Metadata-Version: 2.1
Name: tinyDA
Version: 0.9.7
Summary: Delayed Acceptance MCMC Sampler
Home-page: https://github.com/mikkelbue/tinyDA
Author: Mikkel Bue Lykkegaard
Author-email: mikkelbue@gmail.com
Project-URL: Bug Tracker, https://github.com/mikkelbue/tinyDA/issues
Classifier: Programming Language :: Python :: 3
Classifier: License :: OSI Approved :: MIT License
Classifier: Operating System :: OS Independent
Requires-Python: >=3.6
Description-Content-Type: text/markdown
License-File: LICENSE

![](https://github.com/mikkelbue/tinyDA/blob/main/misc/tinyDA.png)

# tinyDA
Delayed Acceptance (Christen & Fox, 2005) MCMC sampler with finite-length subchain sampling and adaptive error modelling. 

This is intended as a simple, lightweight implementation, with minimal dependencies, i.e. nothing beyond the SciPy stack. 

It is fully imperative and easy to use!

## Installation
tinyDA can be installed from PyPI:
```
pip install tinyDA
```

## Features

### Proposals
* Random Walk Metropolis Hastings (RWMH) - Metropolis et al. (1953), Hastings (1970)
* preconditioned Crank-Nicolson (pCN) - Cotter et al. (2013)
* Adaptive Metropolis (AM) - Haario et al. (2001)
* Adaptive pCN - Hu and Yao (2016)
* DREAM(Z) - Vrugt (2016)
* Multiple-Try Metropolis (MTM) - Liu et al. (2000)

### Adaptive Error Models
* State independent - Cui et al. (2018)
* State dependent - Cui et al. (2018)

### Diagnostics
* Convert tinyDA chain to ArviZ InferenceData object for near-unlimited diagnostics!

### Dependencies:
* NumPy
* SciPy
* ArviZ
* tqdm
* [Ray](https://docs.ray.io/en/master/) (multiprocessing, optional)

## Usage
A few illustrative examples are available as Jupyter Notebooks in the root directory. Below is a short summary of the core features.

### Distributions
The prior and likelihood can be defined using standard `scipy.stats` classes:
```python
import tinyDA as tda

from scipy.stats import multivariate_normal

# set the prior mean and covariance.
mean_prior = np.zeros(n_dim)
cov_prior = np.eye(n_dim)

# set the covariance of the likelihood.
cov_likelihood = sigma**2*np.eye(data.shape[0])

# initialise the prior distribution and likelihood.
my_prior = multivariate_normal(mean_prior, cov_prior)
my_loglike = tda.LogLike(data, cov_likelihood)
```
If using a Gaussian likelihood, we recommend using the `tinyDA` implementation, since it is unnormalised and plays along well with `tda.AdaptiveLogLike` used for the Adaptive Error Model.
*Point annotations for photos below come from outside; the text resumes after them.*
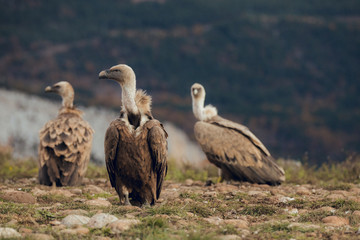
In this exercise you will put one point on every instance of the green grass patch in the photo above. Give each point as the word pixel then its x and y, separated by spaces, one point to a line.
pixel 258 210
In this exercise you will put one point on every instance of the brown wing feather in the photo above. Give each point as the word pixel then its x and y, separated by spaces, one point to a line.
pixel 158 147
pixel 236 154
pixel 65 147
pixel 111 144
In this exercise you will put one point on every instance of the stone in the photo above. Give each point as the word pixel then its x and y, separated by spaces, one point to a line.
pixel 335 221
pixel 93 189
pixel 100 202
pixel 18 197
pixel 210 194
pixel 356 213
pixel 302 191
pixel 75 220
pixel 121 225
pixel 188 182
pixel 255 193
pixel 25 230
pixel 41 236
pixel 82 230
pixel 238 223
pixel 101 220
pixel 303 226
pixel 327 209
pixel 9 233
pixel 73 212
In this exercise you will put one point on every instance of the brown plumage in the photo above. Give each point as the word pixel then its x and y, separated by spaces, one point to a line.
pixel 231 146
pixel 65 143
pixel 135 144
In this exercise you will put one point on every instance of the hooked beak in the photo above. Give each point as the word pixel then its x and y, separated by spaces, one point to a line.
pixel 49 89
pixel 104 74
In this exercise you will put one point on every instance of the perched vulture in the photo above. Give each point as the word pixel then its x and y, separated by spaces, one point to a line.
pixel 65 142
pixel 231 146
pixel 135 144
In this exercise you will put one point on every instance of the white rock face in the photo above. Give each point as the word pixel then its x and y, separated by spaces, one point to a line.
pixel 9 233
pixel 101 220
pixel 23 115
pixel 75 220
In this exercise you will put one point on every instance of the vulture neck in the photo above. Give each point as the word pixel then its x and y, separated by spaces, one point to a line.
pixel 198 109
pixel 128 99
pixel 68 100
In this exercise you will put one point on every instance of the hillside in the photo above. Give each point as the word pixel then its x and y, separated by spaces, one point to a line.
pixel 289 70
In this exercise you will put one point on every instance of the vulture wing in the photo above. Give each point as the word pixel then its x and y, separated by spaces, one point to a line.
pixel 158 149
pixel 233 148
pixel 65 146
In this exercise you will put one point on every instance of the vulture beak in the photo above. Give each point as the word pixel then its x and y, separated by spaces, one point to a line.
pixel 49 89
pixel 104 74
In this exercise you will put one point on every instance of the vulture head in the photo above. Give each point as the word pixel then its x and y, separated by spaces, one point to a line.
pixel 65 90
pixel 121 73
pixel 198 99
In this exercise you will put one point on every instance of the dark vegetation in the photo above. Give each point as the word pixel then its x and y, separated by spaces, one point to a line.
pixel 289 70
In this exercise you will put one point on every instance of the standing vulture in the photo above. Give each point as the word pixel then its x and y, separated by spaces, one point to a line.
pixel 135 143
pixel 231 146
pixel 65 142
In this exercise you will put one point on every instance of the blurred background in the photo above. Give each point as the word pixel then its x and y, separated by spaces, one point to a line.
pixel 289 70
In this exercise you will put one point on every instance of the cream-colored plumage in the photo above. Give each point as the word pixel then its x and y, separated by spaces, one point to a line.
pixel 135 143
pixel 65 143
pixel 232 147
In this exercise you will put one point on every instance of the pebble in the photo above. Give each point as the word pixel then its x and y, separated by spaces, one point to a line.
pixel 75 220
pixel 93 189
pixel 121 225
pixel 100 202
pixel 101 220
pixel 9 233
pixel 18 197
pixel 335 221
pixel 41 236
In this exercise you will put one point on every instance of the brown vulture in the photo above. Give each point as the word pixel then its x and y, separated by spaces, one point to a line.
pixel 236 151
pixel 65 143
pixel 135 143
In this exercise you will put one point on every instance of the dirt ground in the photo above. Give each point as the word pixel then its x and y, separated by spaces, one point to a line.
pixel 187 210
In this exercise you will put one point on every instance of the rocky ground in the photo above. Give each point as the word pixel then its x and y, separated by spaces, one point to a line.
pixel 188 210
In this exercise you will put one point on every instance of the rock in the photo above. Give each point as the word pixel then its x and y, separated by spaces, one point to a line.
pixel 75 220
pixel 188 182
pixel 303 226
pixel 76 191
pixel 229 237
pixel 9 233
pixel 73 212
pixel 93 189
pixel 336 196
pixel 55 222
pixel 38 192
pixel 25 230
pixel 101 219
pixel 302 191
pixel 335 221
pixel 255 193
pixel 100 202
pixel 327 209
pixel 63 192
pixel 82 230
pixel 40 236
pixel 18 197
pixel 356 213
pixel 210 194
pixel 121 225
pixel 238 223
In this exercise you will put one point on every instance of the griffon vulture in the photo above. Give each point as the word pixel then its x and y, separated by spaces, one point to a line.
pixel 135 143
pixel 231 146
pixel 65 142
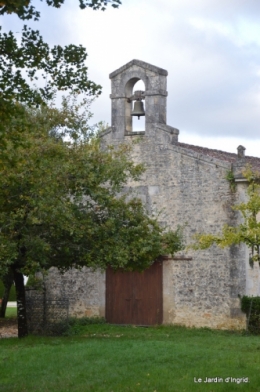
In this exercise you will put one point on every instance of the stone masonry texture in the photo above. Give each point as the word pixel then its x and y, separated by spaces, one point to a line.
pixel 187 186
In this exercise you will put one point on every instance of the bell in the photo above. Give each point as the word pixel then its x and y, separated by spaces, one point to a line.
pixel 138 109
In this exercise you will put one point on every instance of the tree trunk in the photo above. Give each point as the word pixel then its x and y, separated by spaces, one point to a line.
pixel 21 305
pixel 7 281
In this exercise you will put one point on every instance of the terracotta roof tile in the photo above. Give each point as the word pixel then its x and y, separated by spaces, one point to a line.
pixel 222 155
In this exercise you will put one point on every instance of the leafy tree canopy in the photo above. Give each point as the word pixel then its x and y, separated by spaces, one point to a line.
pixel 24 62
pixel 247 232
pixel 62 203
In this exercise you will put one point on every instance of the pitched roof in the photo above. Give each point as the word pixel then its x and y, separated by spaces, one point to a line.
pixel 141 64
pixel 222 155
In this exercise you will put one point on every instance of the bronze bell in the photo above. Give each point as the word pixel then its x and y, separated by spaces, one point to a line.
pixel 138 109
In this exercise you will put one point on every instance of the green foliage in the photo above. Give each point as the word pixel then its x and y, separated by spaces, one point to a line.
pixel 247 232
pixel 231 178
pixel 60 203
pixel 12 294
pixel 25 10
pixel 251 306
pixel 25 61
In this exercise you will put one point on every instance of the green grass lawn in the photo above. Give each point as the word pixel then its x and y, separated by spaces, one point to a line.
pixel 121 359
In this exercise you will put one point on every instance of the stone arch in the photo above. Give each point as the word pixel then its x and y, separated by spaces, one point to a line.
pixel 122 82
pixel 129 88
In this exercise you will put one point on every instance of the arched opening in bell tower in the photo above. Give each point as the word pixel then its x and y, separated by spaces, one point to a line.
pixel 132 122
pixel 138 124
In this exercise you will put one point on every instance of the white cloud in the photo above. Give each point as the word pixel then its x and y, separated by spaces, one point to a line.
pixel 211 50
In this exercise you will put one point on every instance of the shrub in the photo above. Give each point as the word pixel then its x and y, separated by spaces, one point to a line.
pixel 251 306
pixel 12 294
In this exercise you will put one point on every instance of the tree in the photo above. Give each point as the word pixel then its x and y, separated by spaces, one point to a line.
pixel 247 232
pixel 23 63
pixel 61 203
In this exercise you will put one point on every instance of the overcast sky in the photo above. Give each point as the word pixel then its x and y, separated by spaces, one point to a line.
pixel 210 48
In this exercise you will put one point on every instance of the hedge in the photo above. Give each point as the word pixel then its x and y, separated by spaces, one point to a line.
pixel 12 294
pixel 251 306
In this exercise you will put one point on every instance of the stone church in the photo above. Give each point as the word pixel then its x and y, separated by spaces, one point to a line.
pixel 188 185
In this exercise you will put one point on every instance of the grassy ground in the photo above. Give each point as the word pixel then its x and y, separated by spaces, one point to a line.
pixel 122 359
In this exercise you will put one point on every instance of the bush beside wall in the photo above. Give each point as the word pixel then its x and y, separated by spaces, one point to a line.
pixel 251 306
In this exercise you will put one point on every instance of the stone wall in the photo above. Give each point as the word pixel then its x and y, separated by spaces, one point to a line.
pixel 190 190
pixel 85 290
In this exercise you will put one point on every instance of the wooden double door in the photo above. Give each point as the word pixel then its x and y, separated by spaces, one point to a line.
pixel 134 297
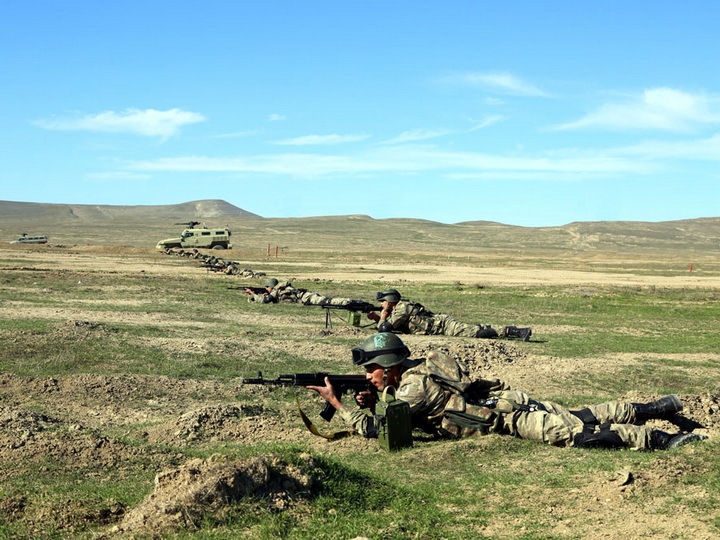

Home-brew distributions can easily be defined, and must have a `.rvs()` method for drawing random samples and a `logpdf(x)` method for computing the log-likelihood, as per the `SciPy` implementation.

### tinyDA.LinkFactory
At the heart of the TinyDA sampler sits what we call a `LinkFactory`, which is responsible for:
1. Calling the model with some parameters (a proposal) and collecting the model output.
2. Evaluating the prior density of the parameters, and the likelihood of the model output, given the parameters.
3. Constructing `tda.Link` instances that hold information for each sample.

![](https://github.com/mikkelbue/tinyDA/blob/main/misc/flowchart.png)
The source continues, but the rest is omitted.